Qu’il s’agisse de patients atteints de maladies dégénératives ou d’astronautes en apesanteur, certaines personnes ont besoin de savoir si leurs muscles dépérissent. Un nouveau dispositif portable pourrait un jour leur permettre de le vérifier, quand et où elles le souhaitent.

Bien que les rubans à mesurer puissent être utilisés dans une certaine mesure, les seuls moyens réellement précis de mesurer la taille et le volume des muscles dans des parties spécifiques du corps font appel à des technologies cliniques telles que l’IRM.

Sous la direction d’Allyanna Rice, diplômée en génie électrique et informatique, une équipe de scientifiques de l’université de l’État de l’Ohio aux Etats-Unis a entrepris de mettre au point une alternative plus petite, moins coûteuse et utilisable par les patients. Le résultat est un dispositif portable qui ressemble à un brassard classique de mesure de la pression artérielle.

Il intègre deux bobines électriques faites de fils conducteurs, qui sont cousues dans le tissu selon un motif en zigzag extensible. L’une de ces bobines sert d’émetteur et l’autre de récepteur. Il est important de noter que la taille de la boucle formée par chaque bobine (lorsque le dispositif est enroulé autour d’un membre) varie en fonction du volume musculaire sous-jacent.

« Nous appliquons un courant variable dans le temps sur la bobine d’émission, ce qui génère un flux magnétique sur la bobine d’émission. Un flux magnétique est alors induit sur la bobine de réception, et ce flux induit une tension sur la bobine de réception que nous pouvons mesurer », nous a expliqué Allyanna Rice. « Le flux magnétique induit dépend de la section transversale des bobines. Ainsi, lorsque la circonférence du membre augmente, le flux magnétique global et la tension sur la bobine réceptrice augmentent également ».

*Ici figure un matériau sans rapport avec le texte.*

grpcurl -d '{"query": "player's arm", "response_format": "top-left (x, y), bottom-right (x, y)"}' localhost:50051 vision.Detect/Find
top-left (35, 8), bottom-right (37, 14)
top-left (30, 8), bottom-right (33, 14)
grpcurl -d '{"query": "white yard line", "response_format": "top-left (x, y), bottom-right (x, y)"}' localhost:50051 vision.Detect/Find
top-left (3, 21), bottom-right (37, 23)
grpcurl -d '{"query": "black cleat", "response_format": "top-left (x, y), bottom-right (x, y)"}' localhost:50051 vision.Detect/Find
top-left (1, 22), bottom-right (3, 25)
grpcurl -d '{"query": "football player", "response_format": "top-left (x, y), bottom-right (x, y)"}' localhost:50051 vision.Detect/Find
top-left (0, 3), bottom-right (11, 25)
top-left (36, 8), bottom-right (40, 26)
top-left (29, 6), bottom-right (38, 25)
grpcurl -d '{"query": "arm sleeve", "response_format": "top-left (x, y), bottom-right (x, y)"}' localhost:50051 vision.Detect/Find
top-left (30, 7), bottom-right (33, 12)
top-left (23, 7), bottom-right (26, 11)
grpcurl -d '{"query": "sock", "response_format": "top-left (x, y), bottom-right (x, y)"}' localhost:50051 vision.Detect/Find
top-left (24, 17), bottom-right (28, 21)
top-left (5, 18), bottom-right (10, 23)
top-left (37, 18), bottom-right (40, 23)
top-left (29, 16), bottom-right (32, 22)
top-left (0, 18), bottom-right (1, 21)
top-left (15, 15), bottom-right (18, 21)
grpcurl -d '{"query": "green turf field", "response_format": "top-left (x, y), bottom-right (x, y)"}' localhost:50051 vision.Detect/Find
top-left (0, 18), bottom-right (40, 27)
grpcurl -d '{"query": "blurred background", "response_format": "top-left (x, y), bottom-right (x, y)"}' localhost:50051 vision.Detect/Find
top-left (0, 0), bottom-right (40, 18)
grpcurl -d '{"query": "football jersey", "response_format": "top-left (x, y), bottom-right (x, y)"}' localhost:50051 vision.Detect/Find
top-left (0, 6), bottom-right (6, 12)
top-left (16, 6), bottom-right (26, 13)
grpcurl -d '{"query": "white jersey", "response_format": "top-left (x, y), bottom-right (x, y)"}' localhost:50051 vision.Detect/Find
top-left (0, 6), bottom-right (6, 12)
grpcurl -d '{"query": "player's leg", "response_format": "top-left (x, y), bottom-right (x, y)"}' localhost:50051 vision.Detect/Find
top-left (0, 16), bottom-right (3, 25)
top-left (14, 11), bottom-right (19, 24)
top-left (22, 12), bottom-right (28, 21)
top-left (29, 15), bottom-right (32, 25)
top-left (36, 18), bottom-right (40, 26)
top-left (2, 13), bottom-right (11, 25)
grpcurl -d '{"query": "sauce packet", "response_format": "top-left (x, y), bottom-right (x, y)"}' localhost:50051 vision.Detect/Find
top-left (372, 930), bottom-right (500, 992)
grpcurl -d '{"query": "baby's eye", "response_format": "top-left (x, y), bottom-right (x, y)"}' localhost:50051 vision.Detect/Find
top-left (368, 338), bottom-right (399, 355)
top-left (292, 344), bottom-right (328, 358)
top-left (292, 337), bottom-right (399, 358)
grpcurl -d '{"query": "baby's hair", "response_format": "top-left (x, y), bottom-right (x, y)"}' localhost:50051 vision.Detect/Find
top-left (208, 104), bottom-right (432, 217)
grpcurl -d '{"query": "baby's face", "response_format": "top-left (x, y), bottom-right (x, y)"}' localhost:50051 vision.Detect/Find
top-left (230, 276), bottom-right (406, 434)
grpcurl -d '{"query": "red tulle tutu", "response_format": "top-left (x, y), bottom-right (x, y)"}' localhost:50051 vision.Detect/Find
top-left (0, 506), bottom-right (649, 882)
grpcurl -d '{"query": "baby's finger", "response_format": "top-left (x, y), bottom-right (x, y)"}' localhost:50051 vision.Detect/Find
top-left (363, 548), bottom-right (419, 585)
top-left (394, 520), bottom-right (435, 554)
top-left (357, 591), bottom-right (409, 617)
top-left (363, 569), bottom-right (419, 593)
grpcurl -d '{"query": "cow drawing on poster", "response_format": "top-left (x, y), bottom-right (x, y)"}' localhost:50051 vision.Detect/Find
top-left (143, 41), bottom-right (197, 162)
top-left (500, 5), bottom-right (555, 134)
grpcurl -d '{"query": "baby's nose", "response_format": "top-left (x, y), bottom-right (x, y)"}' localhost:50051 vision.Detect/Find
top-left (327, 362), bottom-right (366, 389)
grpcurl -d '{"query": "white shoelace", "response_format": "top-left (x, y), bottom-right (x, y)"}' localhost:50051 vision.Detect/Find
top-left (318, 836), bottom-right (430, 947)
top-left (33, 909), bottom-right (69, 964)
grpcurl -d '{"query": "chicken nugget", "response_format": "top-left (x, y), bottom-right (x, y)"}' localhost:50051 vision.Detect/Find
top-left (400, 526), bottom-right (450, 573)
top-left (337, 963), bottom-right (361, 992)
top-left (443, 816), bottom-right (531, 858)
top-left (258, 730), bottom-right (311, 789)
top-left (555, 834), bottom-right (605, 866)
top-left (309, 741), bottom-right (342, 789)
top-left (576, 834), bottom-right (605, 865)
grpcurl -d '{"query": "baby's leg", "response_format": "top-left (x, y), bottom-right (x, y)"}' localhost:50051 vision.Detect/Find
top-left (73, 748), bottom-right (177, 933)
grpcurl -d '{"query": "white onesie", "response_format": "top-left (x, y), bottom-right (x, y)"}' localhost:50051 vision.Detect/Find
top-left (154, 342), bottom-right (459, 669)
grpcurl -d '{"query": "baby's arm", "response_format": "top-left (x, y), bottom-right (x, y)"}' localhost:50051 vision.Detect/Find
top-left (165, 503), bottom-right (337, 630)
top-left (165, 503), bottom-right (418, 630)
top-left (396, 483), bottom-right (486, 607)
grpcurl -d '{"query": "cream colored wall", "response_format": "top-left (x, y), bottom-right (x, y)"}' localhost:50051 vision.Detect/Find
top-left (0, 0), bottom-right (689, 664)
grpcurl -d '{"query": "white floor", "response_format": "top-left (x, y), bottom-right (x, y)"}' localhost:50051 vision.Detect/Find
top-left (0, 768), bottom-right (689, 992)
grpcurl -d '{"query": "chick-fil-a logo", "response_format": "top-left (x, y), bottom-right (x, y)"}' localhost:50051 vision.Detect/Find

Jusqu’à présent, le dispositif a été testé sur des moules de jambe imprimés en 3D et remplis de viande de bœuf hachée pour simuler le muscle du mollet d’une personne de taille moyenne. Il s’est avéré qu’il détectait avec précision les changements à petite échelle de la taille globale du membre et qu’il était capable de mesurer une perte musculaire allant jusqu’à 51 %.

Les futures versions du brassard pourraient intégrer des capteurs supplémentaires pour surveiller des problèmes de santé tels que la perte osseuse

On espère qu’une fois l’outil perfectionné, il pourra être connecté sans fil à une application qui enregistrera et transmettra aux prestataires de soins de santé les mesures que les patients auront eux-mêmes effectuées.

« Nous envisageons que le patient mette l’appareil lorsqu’il souhaite vérifier la taille de ses muscles, plutôt que de porter le capteur en permanence », a déclaré Allyanna Rice. « Cela pourrait se faire quotidiennement, hebdomadairement ou mensuellement, en fonction de l’affection sous-jacente qui contribue à l’atrophie musculaire.